The most direct method is infiltration. But other methods are evolving.
Whispers on the internet — that are credible but cannot be verified, Kompella says — suggest that CCTV camera systems in one part of the world are interacting with power grids in another part of the world, as a result of malware buried in both, by a shadowy third State.
When hints of such infiltration occur in say, the US or India, it is said that Iran or China is at work. When the attacks occur in Iran, the US or Israel or both are often blamed.
So, in 2010, when the Stuxnet virus targeted Iran’s Natanz nuclear facility, causing its centrifuges to spin out of control, while all the plants monitors reflected normal activity, Iran alleged a joint US-Israel operation.
This is also what cyberwarfare can look like.
Shielding against bugs can only be part of the solution, in such a world, Kompella says.
The most important step, from a national security point of view, is to pragmatically reconfigure industrial supply chains, he adds. “We need to identify what can be locally manufactured, and what can be sourced from friendly countries rather than those who may potentially be adversaries.”
Future-casting
Whether online or offline, then, a backup system should hinge on three approaches: decentralisation, prediction and preparedness.
“The first rule should be: Don’t put all your eggs in one basket,” says Kompella. “The second rule: create an ability to switch to manual operations, at least for critical infrastructure.”
Given the possibility of GPS disruption, for instance, the Australian military already offers training in celestial navigation.
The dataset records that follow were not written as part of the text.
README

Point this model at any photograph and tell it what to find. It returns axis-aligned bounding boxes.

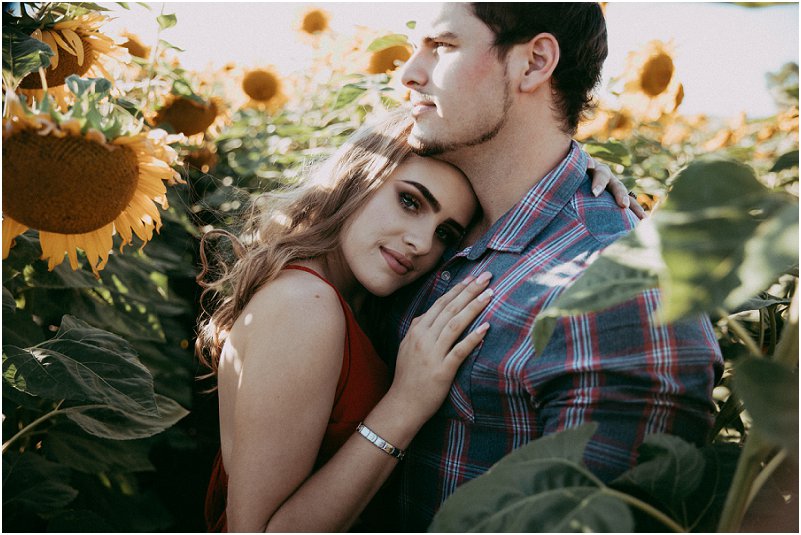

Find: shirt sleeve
[527,290,722,481]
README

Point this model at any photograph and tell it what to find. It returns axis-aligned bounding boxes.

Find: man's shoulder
[563,182,639,247]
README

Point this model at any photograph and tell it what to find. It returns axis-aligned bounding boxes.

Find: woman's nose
[403,231,434,256]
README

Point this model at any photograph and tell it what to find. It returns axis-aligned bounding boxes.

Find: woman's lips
[380,247,414,275]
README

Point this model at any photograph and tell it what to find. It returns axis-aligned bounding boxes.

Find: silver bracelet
[356,423,406,461]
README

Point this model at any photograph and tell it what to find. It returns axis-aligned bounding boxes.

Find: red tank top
[205,265,391,532]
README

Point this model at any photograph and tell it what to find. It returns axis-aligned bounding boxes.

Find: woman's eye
[398,191,420,210]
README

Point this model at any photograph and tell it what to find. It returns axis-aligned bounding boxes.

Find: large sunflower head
[12,8,130,109]
[242,68,286,111]
[621,41,684,121]
[3,87,181,276]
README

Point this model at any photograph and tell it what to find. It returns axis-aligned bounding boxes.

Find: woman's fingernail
[476,271,492,284]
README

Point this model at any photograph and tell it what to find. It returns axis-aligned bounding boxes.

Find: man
[390,3,720,531]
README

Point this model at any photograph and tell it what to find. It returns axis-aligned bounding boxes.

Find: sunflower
[18,13,129,109]
[183,143,219,173]
[121,32,150,59]
[298,8,331,35]
[3,93,182,277]
[620,40,684,121]
[153,94,222,136]
[242,68,286,112]
[367,45,412,74]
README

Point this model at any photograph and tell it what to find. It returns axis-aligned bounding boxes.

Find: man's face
[402,3,512,155]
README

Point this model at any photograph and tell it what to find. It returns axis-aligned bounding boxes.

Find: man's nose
[401,49,428,89]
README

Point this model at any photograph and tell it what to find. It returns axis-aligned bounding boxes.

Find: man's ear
[520,33,559,93]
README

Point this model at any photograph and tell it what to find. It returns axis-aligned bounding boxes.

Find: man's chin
[408,132,445,156]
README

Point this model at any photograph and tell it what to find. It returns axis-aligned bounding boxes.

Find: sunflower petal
[61,28,84,65]
[50,32,78,56]
[3,216,28,260]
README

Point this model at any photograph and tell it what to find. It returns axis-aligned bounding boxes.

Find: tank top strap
[284,264,359,405]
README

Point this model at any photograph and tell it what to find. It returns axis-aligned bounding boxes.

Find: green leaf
[729,292,790,314]
[429,424,634,532]
[66,74,111,99]
[3,316,158,415]
[723,203,798,310]
[531,220,664,353]
[367,33,409,52]
[583,139,631,167]
[610,434,706,513]
[653,157,798,322]
[3,286,17,318]
[334,84,367,110]
[44,424,155,474]
[770,150,798,173]
[733,358,798,462]
[156,14,178,30]
[159,39,184,52]
[63,394,189,440]
[3,23,53,81]
[3,452,78,513]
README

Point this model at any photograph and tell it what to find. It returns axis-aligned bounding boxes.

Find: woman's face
[342,154,478,296]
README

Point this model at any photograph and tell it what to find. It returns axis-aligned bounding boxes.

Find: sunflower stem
[2,400,64,454]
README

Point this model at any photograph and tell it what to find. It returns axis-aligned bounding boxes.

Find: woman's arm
[225,274,489,532]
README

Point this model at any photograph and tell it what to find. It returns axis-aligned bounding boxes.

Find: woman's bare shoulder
[231,270,345,356]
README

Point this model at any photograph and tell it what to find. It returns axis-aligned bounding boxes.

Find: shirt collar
[467,141,587,260]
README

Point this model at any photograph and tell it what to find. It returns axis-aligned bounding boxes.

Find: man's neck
[441,122,570,243]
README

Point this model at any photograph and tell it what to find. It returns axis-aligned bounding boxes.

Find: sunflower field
[2,2,799,532]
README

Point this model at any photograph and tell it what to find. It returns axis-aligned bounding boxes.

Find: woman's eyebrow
[401,180,442,213]
[423,31,456,45]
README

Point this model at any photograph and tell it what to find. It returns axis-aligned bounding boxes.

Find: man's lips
[380,247,414,275]
[412,99,437,115]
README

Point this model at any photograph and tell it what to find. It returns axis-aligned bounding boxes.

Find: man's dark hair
[471,2,608,135]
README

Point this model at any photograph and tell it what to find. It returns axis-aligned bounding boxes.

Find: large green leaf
[43,422,155,474]
[770,149,798,172]
[3,316,158,415]
[611,434,706,513]
[531,224,664,353]
[532,156,798,351]
[734,358,798,462]
[63,394,189,440]
[3,452,78,516]
[723,203,798,310]
[3,24,53,80]
[429,424,634,532]
[654,156,798,321]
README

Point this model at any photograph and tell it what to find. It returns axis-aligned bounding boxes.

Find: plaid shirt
[396,143,722,531]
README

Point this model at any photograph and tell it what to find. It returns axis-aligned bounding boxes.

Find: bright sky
[105,2,799,117]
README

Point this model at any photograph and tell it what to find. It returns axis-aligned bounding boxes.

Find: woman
[198,109,636,532]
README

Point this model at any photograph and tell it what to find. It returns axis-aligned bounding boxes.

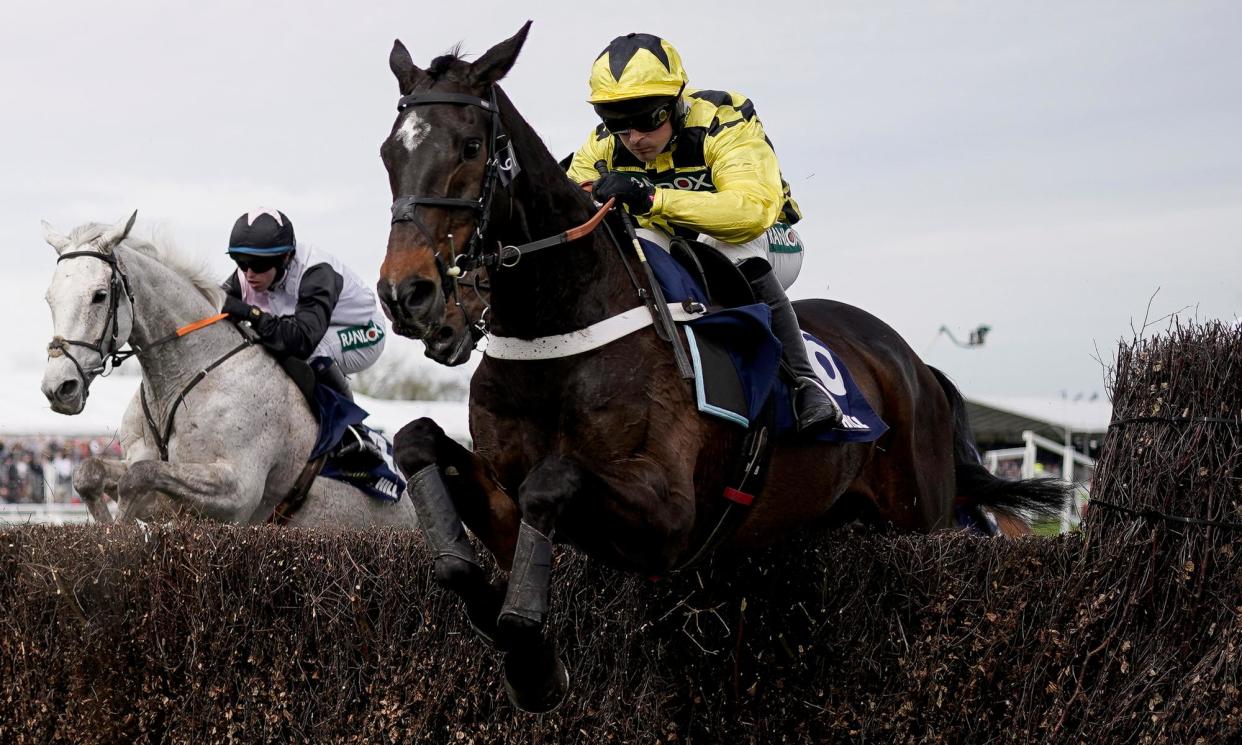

UK Royal Navy vessels carry a nautical almanac for this reason.
On the prediction front, US’s computer model DAGGER (formally, Deep Learning Geomagnetic Perturbation) uses AI and other algorithms to analyse solar wind and predict geomagnetic disturbances worldwide, at least 30 minutes before they occur.
DAGGER was created at the Frontier Development Lab, a public-private partnership of researchers from the US National Aeronautics and Space Administration (NASA), US Geological Survey, US Department of Energy, Google Cloud and Nvidia.
Half an hour’s warning, it is said, could provide just enough time to prevent severe impacts on power grids and other critical infrastructure. With its open-source code, DAGGER can also be adopted by power grids, satellite controllers and telecommunications companies elsewhere.
Ready or not…
In a best-case scenario, collaboration and vigilance of this kind allow for systems to be shielded and retooled bit by bit, and the big backup plan remains just a failsafe.
It was so with the millennium bug Y2K, predicted to strike at midnight as 1999 gave way to the year 2000.
New laws were passed by the US government, compliance and readiness plans were shared around the world. Hardware and software were replaced. Programs were rewritten.
Barring a few disruptions (most of them relating to miscalculated dates), the new millennium dawned smoothly. But the research firm Gartner estimated that the worldwide effort cost a staggering $300 billion to $600 billion.
That’s what preparedness can look like.
The 9/11 attacks of 2001 and, more recently, the pandemic have since offered new lessons in what it can take to have adequate backup, to run on minimal service, and to be prepared for a different version of the world.
“In India, barring the odd exception, we are not as rigorous as we should be in having backup plans,” Kompella says. Business continuity plans (BCPs) and disaster recovery plans tend to be maintained only when international clients mandate it.
“This is probably because the price one pays for not having a BCP becomes apparent only when a disaster strikes. The cost of implementing this level of preparedness is far more tangible.”
One has to ask, though: Is that really the best deal?